I have decided to try again to get this vital point across – but this time, I’m going to hope that the words of another scholar, an historian speaking of western historiography, may make this clearer than I’ve been able to do. Because the problem isn’t endemic to study of this manuscript; it isn’t a reflection of the people working on this particular manuscript. It’s a problem due to a more general absorption of a mythic tale of Europe’s past.
 the same few on which the Eurocentric arguments relentlessly fixate – such as the archer, or the castle.. or the marginalia on f.116v.
A.Y. Reed has put it this way…
“…. By virtue of the European appropriation of the Greek and Roman pasts during the Renaissance and Enlightenment, scholars often take for granted a notion of the history of “the West” as a unilinear narrative—a narrative that begins with ancient Greeks, continues with the Roman Empire and Latin Christendom, and culminates with the European Renaissance and Enlightenment. Yet, as we have seen, this idea of “the West” was reified at precisely the same time as modern notions of “the East”: the formative era between the journey of the first European envoy to the Mongol Empire in the late thirteenth century and the consolidation of the Anglo-European tradition of scholarship… in the eighteenth and nineteenth centuries.
[This] was also the same era that saw the promotion of now-familiar notions like “Classics” and “Western Civilization.” It was the same era, moreover, that heralded the rise of an historiography which lauded Europe as the rightful heir of ancient Greek philosophy and science, on the one hand, and as the prime focus for world history, on the other.

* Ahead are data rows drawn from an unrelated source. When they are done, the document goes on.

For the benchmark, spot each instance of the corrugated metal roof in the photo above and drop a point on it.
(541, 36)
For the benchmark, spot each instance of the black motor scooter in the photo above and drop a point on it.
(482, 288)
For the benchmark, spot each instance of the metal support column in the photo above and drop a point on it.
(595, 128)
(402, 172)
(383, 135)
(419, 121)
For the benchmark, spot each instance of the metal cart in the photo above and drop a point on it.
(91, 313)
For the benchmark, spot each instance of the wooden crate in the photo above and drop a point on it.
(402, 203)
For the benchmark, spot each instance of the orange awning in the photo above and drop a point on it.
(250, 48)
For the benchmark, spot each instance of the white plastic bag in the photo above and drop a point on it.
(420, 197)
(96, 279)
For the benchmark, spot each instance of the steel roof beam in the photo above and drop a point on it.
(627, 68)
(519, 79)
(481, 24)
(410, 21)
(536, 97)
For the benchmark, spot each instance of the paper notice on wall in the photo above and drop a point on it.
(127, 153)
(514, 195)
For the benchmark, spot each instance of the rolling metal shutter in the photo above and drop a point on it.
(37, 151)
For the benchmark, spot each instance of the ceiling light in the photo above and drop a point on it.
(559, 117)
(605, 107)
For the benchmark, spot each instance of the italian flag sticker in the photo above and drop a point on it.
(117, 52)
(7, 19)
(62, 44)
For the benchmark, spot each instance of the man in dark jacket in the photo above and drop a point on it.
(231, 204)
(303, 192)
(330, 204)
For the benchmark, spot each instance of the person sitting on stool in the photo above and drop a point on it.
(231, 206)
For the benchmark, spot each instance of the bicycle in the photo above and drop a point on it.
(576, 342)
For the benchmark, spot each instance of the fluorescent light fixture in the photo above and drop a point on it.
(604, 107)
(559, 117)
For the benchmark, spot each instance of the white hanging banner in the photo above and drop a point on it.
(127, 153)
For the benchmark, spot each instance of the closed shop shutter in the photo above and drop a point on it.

What this narrative effaces is the geographical gap between those ancient Greeks and Romans who wrote about Indians (‘Iνδoí) and Sêres (Σηρες) and those modern Europeans who claimed to be their sole and true heirs—
…. When we set aside the assumption of a unitary “Western Civilization,” the gap becomes obvious: the centers of Greek and Roman cultures were in the eastern Mediterranean, rather than in western Europe. Accordingly, ancient Greek and Roman understandings of the bounds of the civilized world differed dramatically from those of later Europeans.
From our ancient sources, in fact, we might imagine that Greek and Roman elites would be surprised to learn of the modern claimants to their heritage. As noted above, scholars often point to the fanciful accounts of India by Ctesias, Herodotus, and others to posit the long-standing “Western” mystification of “the East.” No less fanciful, however, are ancient Greek reports about the peoples of what is now Europe.
Indians (and, later, Sêres) were readily assimilated to Greek models of wise and ancient “barbarian” nations, as formed on the precedents of Egypt and Babylonia. By contrast, the areas to the north and west of the Greeks were long unknown—so much so, in fact, that these lands were rumoured to be inhabited by one-eyed peoples and swarms of bees (e.g., Herodotus, Histories 3.115–16; 5.9–10). Northerners were imagined, moreover, to be wild, irrational, and violent by virtue of living too far from the sun.
The known world, as seen by ancient Greeks, was oriented eastward, encompassing the eastern Mediterranean trade routes and colonies of Greek merchants, as well as the multiple peoples conquered and encountered by the Achaemenid Empire under Cyrus, Darius, and Xerxes.
… By contrast, detailed knowledge of northern and western Europe awaited Roman military expeditions into Britain, Gaul, and Germania. And, even then and thereafter, western and northern Europeans were often viewed through the lens of ancient Greek stereotypes about savages and nomads, as perhaps exacerbated by Roman anxieties about marauding tribes from the north.”
Annette Yoshiko Reed, ‘Beyond the Land of Nod: Syriac Images of Asia and the Historiography of “The West”, History of Religions, Vol. 49, No. 1 (August 2009), pp. 48-87.